Donoso J A, Watson D F, Heller-Bettinger I E, Samson F E
Cancer Res. 1978 Jun;38(6):1633-7.
Maytansine, an ansa macrolide now in clinical trials as an antineoplastic drug, is a potent inhibitor of microtubule polymerization. Since microtubules are involved in axoplasmic transport, the effect of maytansine on transport was examined. Fast axoplasmic transport of proteins and the axonal ultrastructure was studied in the vagus nerve of cats exposed in vitro to maytansine. Tritiated leucine was microinjected into the nodose ganglion; after 2 hr for incorporation into proteins, nerves were dissected out for transport and ultrastructural studies and incubated for 2.5 hr in Krebs-Ringer solution with 100, 20, 10, 5, or 1 micron maytansine. A reduction in the number of microtubules and a partial blockage of fast axoplasmic transport was observed at 20 and 100 micron maytansine; at 10 micron no detectable changes were observed. These findings show that maytansine in vitro induces alterations of the neurofibrillar elements concomitant with a partial blockage of fast axoplasmic transport.

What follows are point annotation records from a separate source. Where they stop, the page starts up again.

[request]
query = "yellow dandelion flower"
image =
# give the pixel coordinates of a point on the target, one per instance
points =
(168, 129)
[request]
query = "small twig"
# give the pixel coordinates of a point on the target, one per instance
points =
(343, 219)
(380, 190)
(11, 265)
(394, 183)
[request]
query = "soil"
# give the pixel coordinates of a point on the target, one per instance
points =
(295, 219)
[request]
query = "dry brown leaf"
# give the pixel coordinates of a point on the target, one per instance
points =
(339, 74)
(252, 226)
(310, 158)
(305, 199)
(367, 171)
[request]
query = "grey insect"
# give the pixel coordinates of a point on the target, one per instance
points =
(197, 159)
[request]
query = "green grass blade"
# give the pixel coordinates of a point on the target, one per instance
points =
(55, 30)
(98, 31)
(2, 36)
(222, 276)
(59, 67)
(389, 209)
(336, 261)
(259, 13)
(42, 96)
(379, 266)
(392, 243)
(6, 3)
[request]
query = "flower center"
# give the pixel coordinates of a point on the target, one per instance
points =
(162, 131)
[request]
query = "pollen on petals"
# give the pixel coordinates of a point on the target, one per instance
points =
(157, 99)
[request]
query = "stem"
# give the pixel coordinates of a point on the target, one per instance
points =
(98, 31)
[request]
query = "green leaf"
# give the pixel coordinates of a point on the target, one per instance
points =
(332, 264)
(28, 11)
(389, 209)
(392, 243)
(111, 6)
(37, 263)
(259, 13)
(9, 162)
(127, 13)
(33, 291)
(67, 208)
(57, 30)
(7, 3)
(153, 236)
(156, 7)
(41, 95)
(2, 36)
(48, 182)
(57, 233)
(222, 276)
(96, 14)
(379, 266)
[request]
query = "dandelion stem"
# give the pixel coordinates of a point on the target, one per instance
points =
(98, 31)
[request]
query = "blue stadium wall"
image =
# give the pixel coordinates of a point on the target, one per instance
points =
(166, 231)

美登素是一种目前正处于抗肿瘤药物临床试验阶段的安莎大环内酯类化合物,它是微管聚合的强效抑制剂。由于微管参与轴浆运输,因此对美登素对运输的影响进行了研究。在体外暴露于美登素的猫的迷走神经中,研究了蛋白质的快速轴浆运输和轴突超微结构。将氚标记的亮氨酸微量注射到结状神经节中;在掺入蛋白质2小时后,取出神经进行运输和超微结构研究,并在含有100、20、10、5或1微米美登素的 Krebs-Ringer 溶液中孵育2.5小时。在20和100微米美登素浓度下观察到微管数量减少和快速轴浆运输部分受阻;在10微米时未观察到可检测到的变化。这些发现表明,体外美登素会诱导神经原纤维成分的改变,并伴有快速轴浆运输的部分受阻。